La strada si chiamava Olven.

Elias c’era passato centinaia di volte senza avere mai avuto una ragione per fermarsi.

Era stretta e leggermente curva. Da un lato sorgevano edifici di quattro piani, dall’altro una fila irregolare di costruzioni più basse che sembravano essersi accordate molto tempo prima per non assomigliarsi.

Al numero 8 c’era un orologiaio.

Al 10 una porta verde.

Al 12 un negozio vuoto.

Poi il muro.

Elias controllò il foglio.

Numero 12.

Numero 16.

Guardò nuovamente gli edifici.

Dodici.

Sedici.

Si avvicinò al muro tra i due fabbricati.

Era largo poco più di cinque metri.

Vecchi mattoni intonacati.
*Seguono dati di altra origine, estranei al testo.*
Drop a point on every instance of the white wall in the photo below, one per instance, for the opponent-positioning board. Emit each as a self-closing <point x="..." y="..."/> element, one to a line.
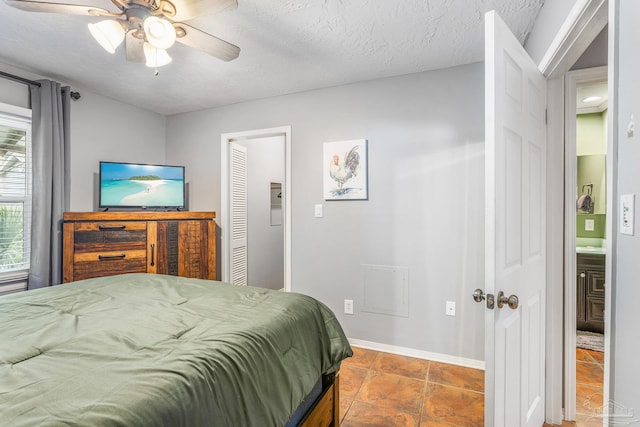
<point x="624" y="336"/>
<point x="101" y="129"/>
<point x="548" y="23"/>
<point x="426" y="196"/>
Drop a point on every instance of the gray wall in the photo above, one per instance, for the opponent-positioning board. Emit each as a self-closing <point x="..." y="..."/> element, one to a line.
<point x="426" y="196"/>
<point x="627" y="290"/>
<point x="101" y="129"/>
<point x="265" y="164"/>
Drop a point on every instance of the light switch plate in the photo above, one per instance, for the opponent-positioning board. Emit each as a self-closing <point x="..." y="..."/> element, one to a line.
<point x="627" y="202"/>
<point x="450" y="308"/>
<point x="589" y="225"/>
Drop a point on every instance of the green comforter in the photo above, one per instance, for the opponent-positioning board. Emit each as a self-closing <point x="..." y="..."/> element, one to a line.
<point x="154" y="350"/>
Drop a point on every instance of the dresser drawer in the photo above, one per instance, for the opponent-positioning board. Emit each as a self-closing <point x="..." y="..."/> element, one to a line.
<point x="109" y="236"/>
<point x="107" y="263"/>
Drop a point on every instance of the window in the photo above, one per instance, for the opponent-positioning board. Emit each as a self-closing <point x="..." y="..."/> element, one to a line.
<point x="15" y="193"/>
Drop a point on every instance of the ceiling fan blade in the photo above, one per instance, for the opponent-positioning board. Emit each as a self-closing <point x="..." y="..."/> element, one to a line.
<point x="134" y="47"/>
<point x="71" y="9"/>
<point x="189" y="9"/>
<point x="207" y="43"/>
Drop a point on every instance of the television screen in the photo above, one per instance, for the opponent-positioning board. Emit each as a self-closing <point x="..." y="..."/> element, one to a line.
<point x="129" y="185"/>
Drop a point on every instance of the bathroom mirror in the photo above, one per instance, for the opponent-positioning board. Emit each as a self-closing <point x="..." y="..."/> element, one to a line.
<point x="276" y="203"/>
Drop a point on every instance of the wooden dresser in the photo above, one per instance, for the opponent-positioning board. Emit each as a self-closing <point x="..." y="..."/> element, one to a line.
<point x="99" y="244"/>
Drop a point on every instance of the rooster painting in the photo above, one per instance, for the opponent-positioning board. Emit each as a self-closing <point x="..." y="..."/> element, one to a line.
<point x="347" y="181"/>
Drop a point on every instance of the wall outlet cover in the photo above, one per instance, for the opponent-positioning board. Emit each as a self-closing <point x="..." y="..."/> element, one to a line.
<point x="450" y="308"/>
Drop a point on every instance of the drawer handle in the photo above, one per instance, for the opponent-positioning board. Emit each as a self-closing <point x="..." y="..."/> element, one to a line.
<point x="111" y="257"/>
<point x="112" y="227"/>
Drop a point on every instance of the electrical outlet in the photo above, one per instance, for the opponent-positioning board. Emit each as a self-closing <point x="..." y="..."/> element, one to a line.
<point x="348" y="306"/>
<point x="450" y="308"/>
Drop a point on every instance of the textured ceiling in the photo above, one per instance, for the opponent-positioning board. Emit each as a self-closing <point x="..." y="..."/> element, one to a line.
<point x="287" y="46"/>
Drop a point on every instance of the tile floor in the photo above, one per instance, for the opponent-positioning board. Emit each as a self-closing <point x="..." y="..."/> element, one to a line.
<point x="589" y="381"/>
<point x="383" y="389"/>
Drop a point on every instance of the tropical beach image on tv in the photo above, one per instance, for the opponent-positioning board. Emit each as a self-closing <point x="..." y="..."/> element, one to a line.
<point x="139" y="185"/>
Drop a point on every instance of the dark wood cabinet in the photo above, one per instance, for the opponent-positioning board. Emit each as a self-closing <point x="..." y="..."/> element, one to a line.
<point x="107" y="243"/>
<point x="590" y="292"/>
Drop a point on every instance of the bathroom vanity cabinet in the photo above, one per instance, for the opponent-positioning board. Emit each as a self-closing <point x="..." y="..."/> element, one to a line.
<point x="590" y="295"/>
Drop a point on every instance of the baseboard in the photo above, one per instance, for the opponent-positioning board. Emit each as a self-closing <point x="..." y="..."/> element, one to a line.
<point x="419" y="354"/>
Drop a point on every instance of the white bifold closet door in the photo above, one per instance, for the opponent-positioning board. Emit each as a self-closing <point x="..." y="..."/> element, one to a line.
<point x="239" y="229"/>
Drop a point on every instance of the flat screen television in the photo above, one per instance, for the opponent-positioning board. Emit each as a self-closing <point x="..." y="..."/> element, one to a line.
<point x="142" y="186"/>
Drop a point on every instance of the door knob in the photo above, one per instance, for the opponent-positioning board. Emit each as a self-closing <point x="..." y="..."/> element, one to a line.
<point x="511" y="301"/>
<point x="479" y="296"/>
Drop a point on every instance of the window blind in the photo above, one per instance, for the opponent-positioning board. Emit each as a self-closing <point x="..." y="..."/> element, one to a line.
<point x="15" y="194"/>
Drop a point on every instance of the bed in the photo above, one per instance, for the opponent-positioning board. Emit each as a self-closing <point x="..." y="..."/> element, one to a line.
<point x="157" y="350"/>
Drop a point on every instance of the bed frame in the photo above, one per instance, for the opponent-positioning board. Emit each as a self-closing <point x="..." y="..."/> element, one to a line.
<point x="326" y="410"/>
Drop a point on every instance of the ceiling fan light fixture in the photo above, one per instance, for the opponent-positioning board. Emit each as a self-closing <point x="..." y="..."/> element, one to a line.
<point x="108" y="33"/>
<point x="159" y="32"/>
<point x="155" y="57"/>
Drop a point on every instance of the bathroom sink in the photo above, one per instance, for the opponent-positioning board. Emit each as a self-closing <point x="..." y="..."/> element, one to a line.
<point x="586" y="245"/>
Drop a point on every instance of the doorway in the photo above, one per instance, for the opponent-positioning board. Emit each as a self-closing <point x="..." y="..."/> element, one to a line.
<point x="270" y="220"/>
<point x="586" y="210"/>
Una canalina scendeva dall’alto. In basso qualcuno aveva disegnato con il gesso una piccola barca.

Elias rimase immobile.

Poi guardò il civico 12.

Quindi il 16.

Tornò al muro.

— Certo.

Pronunciò la parola piano.

Prese il misuratore laser dalla borsa.

Cominciò dal principio della strada.

La pioggia continuava a cadere.

Centonovantuno metri e dodici centimetri.

Elias osservò il display.

Lo spense.

Aspettò qualche secondo.

Lo riaccese.

Ripeté la misurazione.

191,12.

Una finestra si aprì sopra di lui.

— Se continua così si prenderà una polmonite.

Elias alzò la testa.

Una donna anziana lo guardava dal secondo piano del numero 12.

— Ho un ombrello.

La donna osservò l’ombrello chiuso nella sua mano.
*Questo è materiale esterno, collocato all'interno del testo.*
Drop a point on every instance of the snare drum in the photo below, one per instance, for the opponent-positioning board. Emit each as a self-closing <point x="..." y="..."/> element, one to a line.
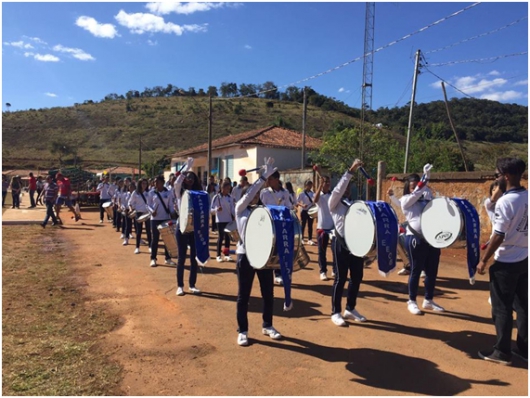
<point x="442" y="223"/>
<point x="168" y="235"/>
<point x="232" y="231"/>
<point x="260" y="241"/>
<point x="186" y="213"/>
<point x="109" y="208"/>
<point x="312" y="211"/>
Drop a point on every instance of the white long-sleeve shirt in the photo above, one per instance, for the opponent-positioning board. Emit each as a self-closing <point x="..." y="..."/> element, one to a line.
<point x="226" y="203"/>
<point x="412" y="206"/>
<point x="338" y="206"/>
<point x="243" y="211"/>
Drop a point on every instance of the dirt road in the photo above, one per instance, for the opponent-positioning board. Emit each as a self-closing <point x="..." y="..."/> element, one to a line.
<point x="186" y="345"/>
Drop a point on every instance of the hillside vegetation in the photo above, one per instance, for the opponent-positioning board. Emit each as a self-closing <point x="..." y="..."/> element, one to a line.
<point x="109" y="132"/>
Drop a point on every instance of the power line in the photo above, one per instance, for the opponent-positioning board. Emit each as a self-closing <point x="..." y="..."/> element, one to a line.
<point x="479" y="60"/>
<point x="476" y="37"/>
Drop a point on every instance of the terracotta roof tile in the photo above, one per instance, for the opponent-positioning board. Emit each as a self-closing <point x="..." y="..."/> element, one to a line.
<point x="271" y="137"/>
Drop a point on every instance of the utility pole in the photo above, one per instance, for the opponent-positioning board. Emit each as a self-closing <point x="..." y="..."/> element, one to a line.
<point x="304" y="115"/>
<point x="409" y="128"/>
<point x="209" y="166"/>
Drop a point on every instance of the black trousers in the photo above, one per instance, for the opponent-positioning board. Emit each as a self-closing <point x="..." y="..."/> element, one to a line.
<point x="245" y="279"/>
<point x="509" y="292"/>
<point x="309" y="221"/>
<point x="222" y="236"/>
<point x="343" y="262"/>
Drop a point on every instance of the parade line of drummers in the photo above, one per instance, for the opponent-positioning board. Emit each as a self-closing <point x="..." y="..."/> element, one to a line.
<point x="261" y="218"/>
Elias lo guardò a sua volta.

Lo aprì.

— Adesso sì.

La finestra si richiuse.

Elias tornò al lavoro.

Controllò gli angoli.

I riferimenti catastali.

Le facciate.

Le distanze parziali.

Non c’era alcun errore evidente.

La strada misurava centonovantuno metri.

La planimetria ne dichiarava centottantasei.

Cinque metri.

Elias guardò ancora il muro.

Cinque metri.

Si avvicinò.

Passò la mano sull’intonaco bagnato.

Non seppe perché lo fece.

Era freddo.

Perfettamente normale.

Sul lato sinistro, quasi nascosta dietro il tubo della grondaia, vide una piccola lastra metallica.

Si chinò.

Era ossidata.

Pulì la superficie con il pollice.

Comparve qualcosa.

Una lettera.

Poi un’altra.

Elias strofinò più forte.

VICOLO ORSA

Rimase accovacciato.

Il traffico continuava dietro di lui.

Un autobus passò all’imbocco della strada.
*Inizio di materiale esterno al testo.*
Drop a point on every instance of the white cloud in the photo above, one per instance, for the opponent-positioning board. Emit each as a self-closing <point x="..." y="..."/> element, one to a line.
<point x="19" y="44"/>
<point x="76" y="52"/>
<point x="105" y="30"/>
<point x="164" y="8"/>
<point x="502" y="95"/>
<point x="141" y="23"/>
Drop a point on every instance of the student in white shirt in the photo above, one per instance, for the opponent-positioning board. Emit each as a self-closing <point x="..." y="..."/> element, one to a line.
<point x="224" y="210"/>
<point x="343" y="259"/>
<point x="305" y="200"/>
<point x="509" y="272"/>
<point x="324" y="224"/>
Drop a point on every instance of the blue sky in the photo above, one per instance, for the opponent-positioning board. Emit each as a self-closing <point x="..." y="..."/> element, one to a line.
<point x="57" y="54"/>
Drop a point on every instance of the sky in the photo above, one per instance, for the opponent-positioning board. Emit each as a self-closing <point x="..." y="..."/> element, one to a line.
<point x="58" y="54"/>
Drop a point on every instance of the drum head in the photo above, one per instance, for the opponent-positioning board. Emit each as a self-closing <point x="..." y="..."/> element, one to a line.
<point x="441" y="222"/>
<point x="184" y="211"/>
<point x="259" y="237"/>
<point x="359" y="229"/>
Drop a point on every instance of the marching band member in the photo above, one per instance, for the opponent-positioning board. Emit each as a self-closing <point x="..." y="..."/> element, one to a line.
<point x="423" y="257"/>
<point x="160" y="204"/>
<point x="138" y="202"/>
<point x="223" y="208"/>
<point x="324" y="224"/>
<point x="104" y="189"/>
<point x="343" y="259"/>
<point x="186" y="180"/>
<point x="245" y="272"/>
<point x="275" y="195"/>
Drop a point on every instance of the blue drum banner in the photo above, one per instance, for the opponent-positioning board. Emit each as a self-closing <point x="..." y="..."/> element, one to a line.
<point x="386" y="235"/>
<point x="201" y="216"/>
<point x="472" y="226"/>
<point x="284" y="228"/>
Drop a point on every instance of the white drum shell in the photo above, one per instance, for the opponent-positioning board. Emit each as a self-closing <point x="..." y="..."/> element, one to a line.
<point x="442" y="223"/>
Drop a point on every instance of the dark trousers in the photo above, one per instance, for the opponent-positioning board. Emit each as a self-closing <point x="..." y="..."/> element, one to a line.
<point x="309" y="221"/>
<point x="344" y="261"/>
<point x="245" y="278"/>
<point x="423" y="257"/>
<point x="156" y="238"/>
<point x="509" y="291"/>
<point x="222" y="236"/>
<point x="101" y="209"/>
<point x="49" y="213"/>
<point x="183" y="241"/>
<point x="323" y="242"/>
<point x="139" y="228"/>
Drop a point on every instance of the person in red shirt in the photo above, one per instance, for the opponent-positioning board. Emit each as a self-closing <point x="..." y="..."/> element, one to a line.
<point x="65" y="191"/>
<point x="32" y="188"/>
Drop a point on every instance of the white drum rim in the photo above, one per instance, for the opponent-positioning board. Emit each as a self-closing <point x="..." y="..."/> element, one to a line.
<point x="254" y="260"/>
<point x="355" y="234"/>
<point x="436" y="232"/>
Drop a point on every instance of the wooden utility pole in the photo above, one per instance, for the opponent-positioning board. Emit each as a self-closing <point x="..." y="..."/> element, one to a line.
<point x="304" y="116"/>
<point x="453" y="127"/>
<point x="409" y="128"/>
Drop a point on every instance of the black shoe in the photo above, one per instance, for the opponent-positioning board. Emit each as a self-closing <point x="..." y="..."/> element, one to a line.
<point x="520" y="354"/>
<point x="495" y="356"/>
Qualcuno suonò un clacson.

Una donna gli passò accanto parlando al telefono.

Niente si fermò.

Elias fotografò la targhetta.

Poi il muro.

Poi i civici.

Quando si rialzò, la finestra del secondo piano era nuovamente aperta.

La donna anziana era ancora lì.

Questa volta non disse nulla.

Elias indicò la lastra.

— Signora?

Lei continuò a guardarlo.

— Sa cos’è questo?

La donna abbassò gli occhi verso il punto indicato.

Il suo viso cambiò appena.

Non paura.

Qualcosa di più piccolo.

Come quando riconosci una voce che non sentivi da molti anni.

— Dove l’ha trovata? —

— Era qui.

La donna si sporse leggermente.

— No.

Elias guardò la targhetta.

— È qui.

— Le ho chiesto dove l’ha trovata.

Elias esitò.

— Dietro la grondaia.

La donna rimase in silenzio.

— Conosce Vicolo Orsa?

Lei guardò verso l’interno dell’appartamento.

Per un momento Elias pensò che se ne sarebbe andata.

Invece tornò alla finestra.

— Lei chi è?

— Ufficio Cartografico.

Qualcosa attraversò gli occhi della donna.

Questa volta Elias lo vide.

— Allora dovrebbe saperlo lei.

La finestra si chiuse.


Alle undici e ventitré Elias era nel deposito sotterraneo dell’Archivio Municipale.

L’odore laggiù era diverso dal resto dell’edificio.

Carta.

Polvere.

Colla.

E qualcosa di ferroso che arrivava dalle vecchie tubature.

Sul tavolo aveva disposto sei mappe.

Olven compariva in tutte.

Elias sovrappose i fogli trasparenti.

Centottantasei metri.

Sempre.

Prese la mappa del 1912.

Avvicinò la lampada.

E si fermò.

Tra il numero 12 e il numero 16 partiva una linea sottile.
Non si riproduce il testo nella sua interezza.